Non-linear Transformation of Enzyme-linked Immunosorbent Assay (Elisa)

In research questions such as resistance selection against beet necrotic yellow vein virus, it is of interest to compare the virus concentrations of samples from different groups. The enzyme immunoassay (ELISA) is the standard tool for measuring virus concentrations. Simple data analysis methods such as analysis of variance (ANOVA), however, are impaired due to non-normality of the resulting optical density (OD) values ​​as well as unequal variances in different groups.

To understand the relationship between OD values ​​from an ELISA assay and virus concentration per sample, we used a large serial dilution and modeled its nonlinear shape using a five-parameter logistic regression model. . Additionally, we investigated whether the quality of the model can be increased if one or more of the model parameters are defined beforehand. Subsequently, we used the inverse of the best model to estimate the virus concentration for each measured OD value.
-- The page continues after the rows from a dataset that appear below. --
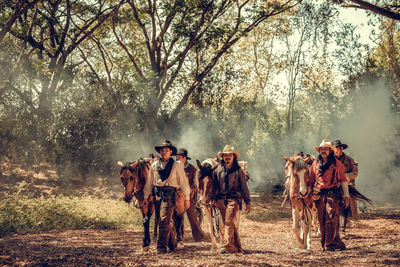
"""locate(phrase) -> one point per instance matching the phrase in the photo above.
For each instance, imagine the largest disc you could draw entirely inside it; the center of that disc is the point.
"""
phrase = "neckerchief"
(322, 167)
(235, 167)
(166, 171)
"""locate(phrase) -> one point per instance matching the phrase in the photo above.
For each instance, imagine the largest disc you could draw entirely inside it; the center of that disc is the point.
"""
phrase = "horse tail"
(354, 193)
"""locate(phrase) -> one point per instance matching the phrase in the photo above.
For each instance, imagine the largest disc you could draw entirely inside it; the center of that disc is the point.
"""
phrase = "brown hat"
(325, 143)
(338, 143)
(229, 149)
(166, 143)
(183, 152)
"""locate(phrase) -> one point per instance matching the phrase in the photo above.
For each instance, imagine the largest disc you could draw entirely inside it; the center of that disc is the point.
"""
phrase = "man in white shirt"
(164, 178)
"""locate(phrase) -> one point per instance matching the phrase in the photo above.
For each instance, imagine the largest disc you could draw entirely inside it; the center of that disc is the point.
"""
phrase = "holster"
(235, 196)
(329, 192)
(165, 193)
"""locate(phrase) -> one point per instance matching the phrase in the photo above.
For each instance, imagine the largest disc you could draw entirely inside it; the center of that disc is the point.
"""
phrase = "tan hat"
(325, 143)
(229, 149)
(166, 143)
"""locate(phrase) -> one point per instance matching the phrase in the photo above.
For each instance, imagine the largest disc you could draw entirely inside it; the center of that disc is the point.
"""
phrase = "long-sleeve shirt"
(328, 179)
(351, 168)
(177, 178)
(190, 171)
(230, 183)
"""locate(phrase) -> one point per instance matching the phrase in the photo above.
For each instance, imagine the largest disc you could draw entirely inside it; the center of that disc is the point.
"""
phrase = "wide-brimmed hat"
(166, 143)
(183, 152)
(227, 150)
(338, 143)
(325, 143)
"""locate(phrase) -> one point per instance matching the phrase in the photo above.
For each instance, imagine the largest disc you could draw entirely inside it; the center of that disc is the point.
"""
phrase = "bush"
(20, 212)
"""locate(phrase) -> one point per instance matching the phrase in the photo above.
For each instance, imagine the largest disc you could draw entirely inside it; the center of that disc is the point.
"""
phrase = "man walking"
(230, 188)
(351, 172)
(192, 214)
(164, 178)
(326, 177)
We show that the transformed data are essentially normally distributed but provide unequal variances by group. Thus, we propose a generalized least squares model that allows unequal variances of the groups to analyze the transformed data.
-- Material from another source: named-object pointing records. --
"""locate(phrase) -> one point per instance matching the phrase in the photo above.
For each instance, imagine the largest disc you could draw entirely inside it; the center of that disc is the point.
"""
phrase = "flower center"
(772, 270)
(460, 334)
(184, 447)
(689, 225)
ANOVA requires normally distributed data as well as equal variances. Both requirements are not met with raw OD values ​​from an ELISA test. A transformation with an inverse logistic function, however, gives the possibility of using linear models for the analysis of virus concentration data. We conclude that this method can be applied in every assay where the virus concentrations of samples from different groups need to be compared via the OD values ​​of an ELISA test. To encourage researchers to use this method in their studies, we provide an R script for data transformation along with our trial data.

Since its invention in 1972, the enzyme immunoassay (ELISA) [1] has been used until today as a reliable tool to detect and quantify virus concentrations in humans [2,3,4,5 ,6,7,8] , animals [9,10,11] and plants [12,13,14,15,16,17,18]. To quantify virus concentrations in a sample, the double antibody sandwich ELISA (DAS-ELISA) is a common tool in which an enzyme-linked antibody specifically binds to the coat protein of the virus, which is again bound to the surface of a microtiter plate by another specific antibody. Subsequently, a colorless substrate is given to each sample which breaks down over time, resulting in lower light transmission.
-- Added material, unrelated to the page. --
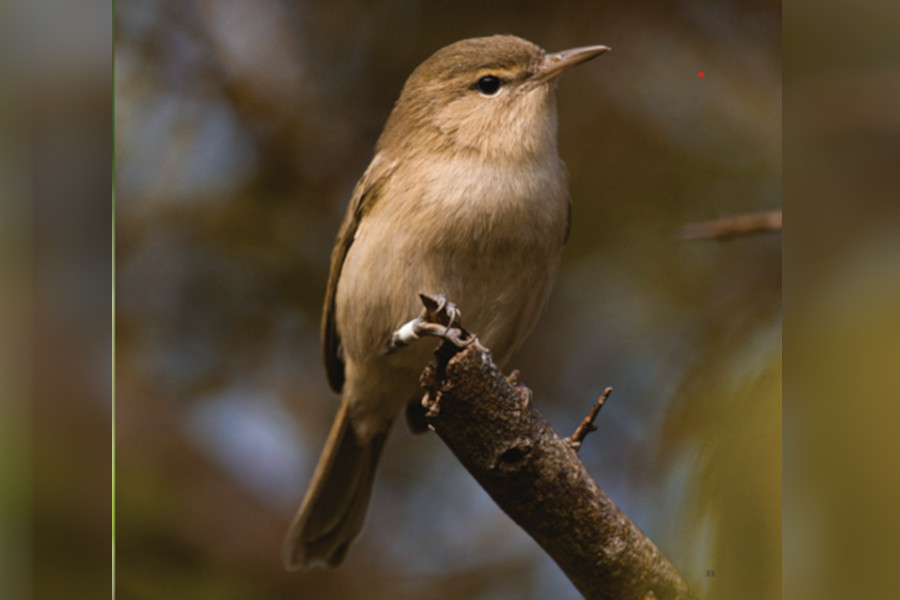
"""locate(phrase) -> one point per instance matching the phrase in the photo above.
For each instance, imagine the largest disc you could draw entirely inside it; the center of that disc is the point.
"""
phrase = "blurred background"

This reaction is catalyzed by the enzyme [13, 19]. To measure the transmission level of the sample at a certain time, light with a certain wavelength can be sent through the sample. It can then be measured via a sensor the amount of light absorbed by the sample, which results in an optical density (OD) value for each sample [20]. Due to the measurement of transmission levels, the resulting DOs can only take on values ​​within a certain range. In the case of the ELISA machine in this trial, this range was zero to four.

The numerical form of the ODs allows the ODs of different groups of samples to be compared to find significant differences in the protein concentrations of these groups. Such studies have been carried out in the fields of medicine [21,22,23,24,25,26], veterinary medicine [27], neurosciences [28,29], pharmacology [30] and agriculture [31,32,33,34]. To find significant differences in the ODs of different groups, analysis of variance (ANOVA) is the established standard. ANOVA can only be performed when the normal distribution of response variables in each group can be assumed [35]. This requirement is rarely tested in OD data analysis, but if tested, it has been rejected for at least one group [27, 29, 34].

Here we present data from a trial where lined haploid lines of sugar beet (Beta vulgaris L.) were grown in soil infested with beet necrotic yellow vein virus (BNYVV) in different environments and harvested at different times. Due to the relatively large sample sizes per group and the use of genetically identical individuals, we show that the OD data per group are not normally distributed. This coincides with the observations of a similar trial [37] and explains the result of the distribution tests.